The Queen hopes that “in the years to come, everyone will be able to take pride in how they responded to this challenge”, but I can’t say there is much noble suffering in these long sunny days idled away in pyjamas, exploiting the labour of a normally absent spouse now at home to help with the children while I get on with “work’’. I read about the sickness and death beclouding the nation but in our house we muddle on in rude good health.
This month is our 10th wedding anniversary. We aren’t missing much being stuck at home because we gave up romantic dates some years ago. Not because of the children but because the conversation was so dull. When alone at a restaurant table we lapsed into exhausted monologues detailing our various anxieties. We are much wittier at home when exchanging hasty anecdotes as we pass in the kitchen on our way to some pressing task.
I had imagined that this lockdown would be marked by some of the firmer restrictions experienced by our grandparents. I toyed with vaguely romantic ideas about wartime food: rice pudding, fruit loaf, mock fish. But in fact the only ingenuity demanded of me has been the unlikely pasta shapes and the back-up plan when the toilet paper ran out (which it didn’t). Mediocrity has come to us all, it would seem. The great global challenge of our generation calls for us to stay home in our slippers.
The saints took on real suffering. Not only that, they managed to transform that suffering into love for the world and even a kind of spiritual bliss for themselves.
This psychological opportunism is one of Catholicism’s greatest attractions. I think I briefly glimpsed it when our babies died or we faced the prospect of financial ruin. But mostly the advance of the last 10 years of domestic life has merely resulted in sedentary ease, broken more recently by the occasional shock of clear evidence that we are no longer young: the audible effort when getting up from a low chair; the realisation that those in power are the same age as us (can we ever really take them seriously?) and the heart-throbs are now shuffling geriatrics (has anyone seen a picture of Harrison Ford lately?).
During the Blitz, the saintly mystic Caryll Houselander developed a method for managing her terror while comforting the fears of those with whom she spent long nights lying in Tube tunnels waiting for the bombs to stop. She performed a stand-up routine. With her friends she also devised an elaborate and covert project through which money and goods could be channelled to those who needed them without the recipient knowing they were receiving charity.
Donated funds were received by Houselander in secret, nominations for recipients were made to her in secret; the goods were delivered by stratagem. A starving and unemployed art teacher was commissioned to teach painting to refugee children, paid out of donated money, and fed after each lesson. A fictional public health prize was concocted in order to bestow dental care on an office worker who could get no work because her teeth were falling out. Destitute mothers encountered by Houselander on the Tube received unexpected visits from maternal nurses on their next journey offering milk for babies as part of an invented government scheme.

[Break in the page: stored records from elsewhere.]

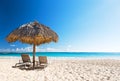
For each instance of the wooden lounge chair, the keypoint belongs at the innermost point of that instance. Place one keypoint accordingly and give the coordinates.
(26, 62)
(42, 61)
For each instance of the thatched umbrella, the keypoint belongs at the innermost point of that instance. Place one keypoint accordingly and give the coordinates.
(33, 33)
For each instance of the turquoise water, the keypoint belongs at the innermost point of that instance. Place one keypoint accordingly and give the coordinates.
(67, 54)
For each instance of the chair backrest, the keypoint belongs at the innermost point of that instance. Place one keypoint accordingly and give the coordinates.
(25, 58)
(42, 59)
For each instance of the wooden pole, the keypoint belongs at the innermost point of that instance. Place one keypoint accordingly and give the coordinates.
(34, 50)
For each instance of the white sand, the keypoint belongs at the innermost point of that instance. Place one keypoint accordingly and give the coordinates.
(63, 70)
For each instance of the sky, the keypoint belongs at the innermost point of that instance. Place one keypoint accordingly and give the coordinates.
(82, 25)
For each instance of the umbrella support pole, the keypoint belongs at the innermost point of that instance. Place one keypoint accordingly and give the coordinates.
(34, 50)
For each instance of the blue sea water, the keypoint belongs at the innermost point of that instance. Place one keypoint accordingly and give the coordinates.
(67, 54)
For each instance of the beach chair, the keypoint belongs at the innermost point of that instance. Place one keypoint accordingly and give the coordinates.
(26, 62)
(42, 61)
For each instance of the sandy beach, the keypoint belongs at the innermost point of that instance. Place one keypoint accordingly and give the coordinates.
(63, 70)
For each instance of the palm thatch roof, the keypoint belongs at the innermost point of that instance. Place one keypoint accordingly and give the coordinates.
(33, 33)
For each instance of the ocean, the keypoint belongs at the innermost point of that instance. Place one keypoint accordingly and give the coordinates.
(67, 54)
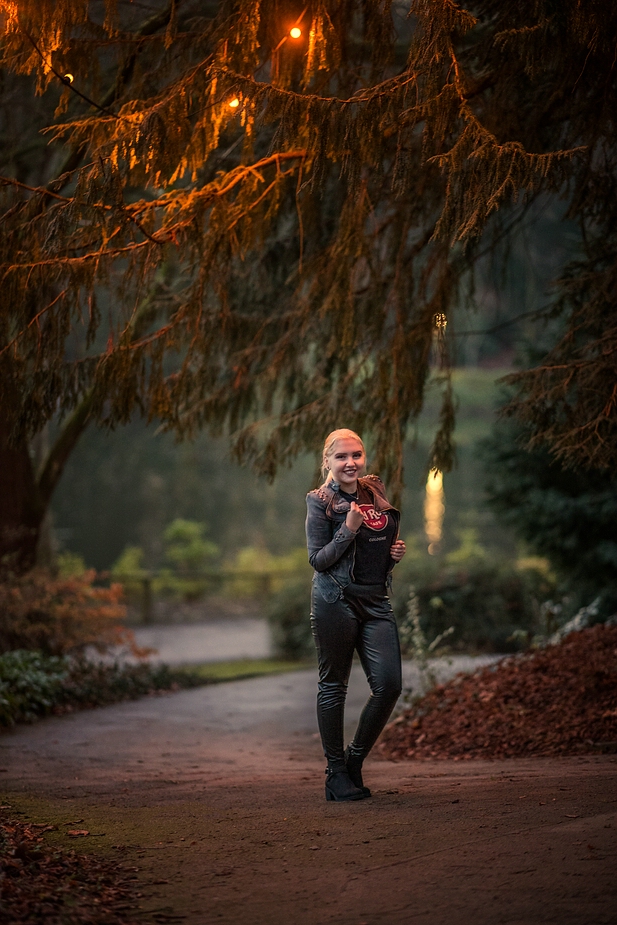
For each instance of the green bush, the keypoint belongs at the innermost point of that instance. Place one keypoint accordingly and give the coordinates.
(567, 515)
(30, 685)
(486, 600)
(33, 684)
(289, 618)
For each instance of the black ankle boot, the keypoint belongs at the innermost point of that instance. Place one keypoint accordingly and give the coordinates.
(339, 787)
(354, 769)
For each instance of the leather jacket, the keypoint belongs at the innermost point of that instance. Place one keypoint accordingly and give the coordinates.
(331, 544)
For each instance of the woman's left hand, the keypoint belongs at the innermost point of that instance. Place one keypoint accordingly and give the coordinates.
(397, 550)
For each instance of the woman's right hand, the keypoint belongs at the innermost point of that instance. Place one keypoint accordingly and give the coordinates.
(355, 517)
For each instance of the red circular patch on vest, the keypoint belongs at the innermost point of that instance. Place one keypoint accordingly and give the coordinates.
(373, 519)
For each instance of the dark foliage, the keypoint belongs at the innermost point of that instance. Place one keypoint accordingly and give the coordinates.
(277, 267)
(486, 602)
(34, 685)
(40, 884)
(568, 516)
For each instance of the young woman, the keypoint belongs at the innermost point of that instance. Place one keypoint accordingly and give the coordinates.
(352, 538)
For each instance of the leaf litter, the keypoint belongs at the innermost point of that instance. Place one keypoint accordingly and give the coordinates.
(43, 884)
(560, 700)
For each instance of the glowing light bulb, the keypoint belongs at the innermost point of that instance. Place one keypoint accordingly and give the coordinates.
(434, 510)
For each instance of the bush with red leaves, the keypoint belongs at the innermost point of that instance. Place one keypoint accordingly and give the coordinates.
(561, 700)
(40, 884)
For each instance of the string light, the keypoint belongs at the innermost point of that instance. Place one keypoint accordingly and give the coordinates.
(434, 510)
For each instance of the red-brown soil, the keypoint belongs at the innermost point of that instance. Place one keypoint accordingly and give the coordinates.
(561, 700)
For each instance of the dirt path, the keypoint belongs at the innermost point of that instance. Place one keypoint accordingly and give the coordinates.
(216, 797)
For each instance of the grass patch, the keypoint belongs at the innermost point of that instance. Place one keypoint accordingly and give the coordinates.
(214, 672)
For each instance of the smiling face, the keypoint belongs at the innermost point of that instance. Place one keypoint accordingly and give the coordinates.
(346, 462)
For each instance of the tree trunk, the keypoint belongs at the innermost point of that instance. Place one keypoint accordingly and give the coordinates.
(21, 510)
(25, 494)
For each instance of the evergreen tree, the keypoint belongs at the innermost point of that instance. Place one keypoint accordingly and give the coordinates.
(239, 226)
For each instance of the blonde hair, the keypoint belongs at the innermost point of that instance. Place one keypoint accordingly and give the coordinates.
(342, 434)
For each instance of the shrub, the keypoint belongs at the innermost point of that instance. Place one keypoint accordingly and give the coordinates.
(60, 615)
(289, 619)
(486, 600)
(33, 684)
(30, 684)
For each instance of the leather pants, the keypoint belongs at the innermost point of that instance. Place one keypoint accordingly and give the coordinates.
(362, 620)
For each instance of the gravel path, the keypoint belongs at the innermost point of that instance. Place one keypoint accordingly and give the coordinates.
(215, 797)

Such contorted efforts not to give offence to those brought low were perhaps particular to the English of WWII, and yet I suspect that a little of the same tact wouldn’t go astray now. How many elderly people are making regular use of the neighbourhood schemes offering to shop for them?
Our own parents would rather click and collect than receive daily assistance from us or their neighbours. Is it more humble to ask each day for help or to find a quiet way of doing the right thing within one’s own means?
Meanwhile I seek opportunities for heroic virtue at home, but I can’t find any. Being bossed around by a three-year-old doesn’t feel humbling, though it may – objectively speaking – be a grave abasement. And routine career humiliation does feel humbling in the extreme, but is it really? What is actually at stake in this world when an article on Shakespeare is rejected by a little-read academic journal?
The peer-review system is designed to offer a veil of autonomy to squabbling and competitive adults, enabling us to say what we really think about each other’s work. I would prefer it if we could always say what we think with the clear honesty of face-to-face communication. “Your last book was a bit rubbish, wasn’t it, Clive? But I still really like you as a person.” That would bring an air of truth to the ornate system of polite backstabbing that is most of our careers.
Is it really noble to suffer such petty slights? But neither is there any real humility to be found when my three- year old demands that I crawl on the floor to be fed mud stew. I am merely submitting to the demands of her sensible reality – a reality entirely self- consistent and without guile. There are no heroes in this house.